Thai Chicken Coconut Soup Essential for Frigid Temps
Here at the Skinny offices in Zionsville, Indiana, our roads are flooded with grayish slush, our windshields are frosted first thing in the morning, and our hot showers act as our saving grace when we come home to defrost. It’s official: Winter is here and in full swing. It’s the kind of weather where staying inside your cozy home with a piping hot cup of soup sounds like heaven in a nutshell (a coconut shell). Tonight, thaw yourself out with this delicious and healthy recipe by our Skinny epicure, Monique!

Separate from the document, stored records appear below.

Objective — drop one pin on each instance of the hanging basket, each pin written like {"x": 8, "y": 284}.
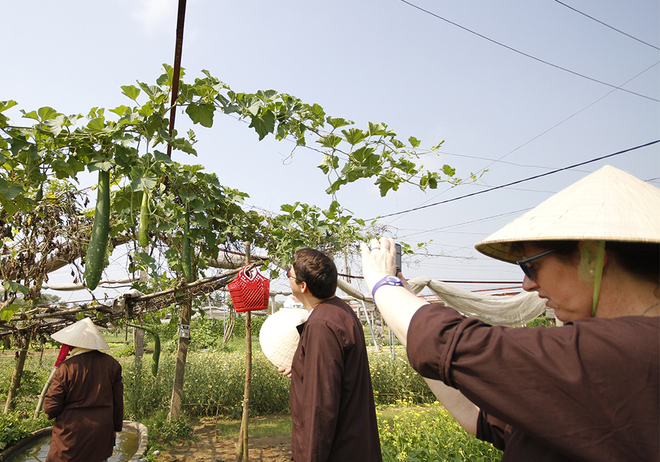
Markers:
{"x": 249, "y": 291}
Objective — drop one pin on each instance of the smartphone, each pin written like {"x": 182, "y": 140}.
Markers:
{"x": 398, "y": 258}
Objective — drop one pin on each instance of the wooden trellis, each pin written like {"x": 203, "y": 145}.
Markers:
{"x": 42, "y": 321}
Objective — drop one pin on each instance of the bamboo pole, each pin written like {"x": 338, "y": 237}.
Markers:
{"x": 242, "y": 446}
{"x": 10, "y": 404}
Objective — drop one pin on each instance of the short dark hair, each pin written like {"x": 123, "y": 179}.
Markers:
{"x": 317, "y": 270}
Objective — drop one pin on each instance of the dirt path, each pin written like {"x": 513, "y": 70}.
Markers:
{"x": 209, "y": 447}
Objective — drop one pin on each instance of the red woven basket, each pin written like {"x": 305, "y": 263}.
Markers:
{"x": 249, "y": 291}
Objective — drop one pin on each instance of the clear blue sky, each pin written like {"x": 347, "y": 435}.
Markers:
{"x": 468, "y": 83}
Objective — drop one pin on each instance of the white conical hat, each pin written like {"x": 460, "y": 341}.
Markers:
{"x": 609, "y": 205}
{"x": 82, "y": 334}
{"x": 279, "y": 336}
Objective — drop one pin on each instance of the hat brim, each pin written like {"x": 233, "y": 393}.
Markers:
{"x": 609, "y": 205}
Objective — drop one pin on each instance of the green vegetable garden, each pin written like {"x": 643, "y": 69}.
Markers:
{"x": 180, "y": 230}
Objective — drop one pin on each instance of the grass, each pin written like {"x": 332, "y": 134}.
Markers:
{"x": 411, "y": 427}
{"x": 273, "y": 425}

Skinny & Co. Thai Chicken Coconut Soup
By Monique Wallace, Chef
1 tbsp. Skinny & Co. coconut oil
1 sweet onion, thinly sliced
2 cloves of garlic, minced
2 tbsp. green curry paste
6 cups low-sodium chicken broth
1 15oz. can of coconut milk
2 red bell peppers, thinly sliced
4oz. thin rice noodles, broken into pieces
2 small skinless, boneless chicken breasts (about 1lb.), very thinly sliced crosswise
3 tbsp. fresh lime juice
1 cup roughly chopped fresh cilantro
3 jalapeños, dicedDirections:
Heat Skinny & Company coconut oil in a large pot over low-medium heat. Add sliced onion and sautée until softened and lightly browned. Incorporate the minced garlic and green curry paste, stirring for 1 to 2 minutes. Pour in chicken broth and coconut milk, then cover and bring to a boil.
Add sliced bell peppers and rice noodles. Simmer uncovered for about 3 minutes until al dente. Add chicken and cook for about 3 minutes. Ladle into bowls, stir in lime juice, and garnish with cilantro and jalapeño. Bon Appétit!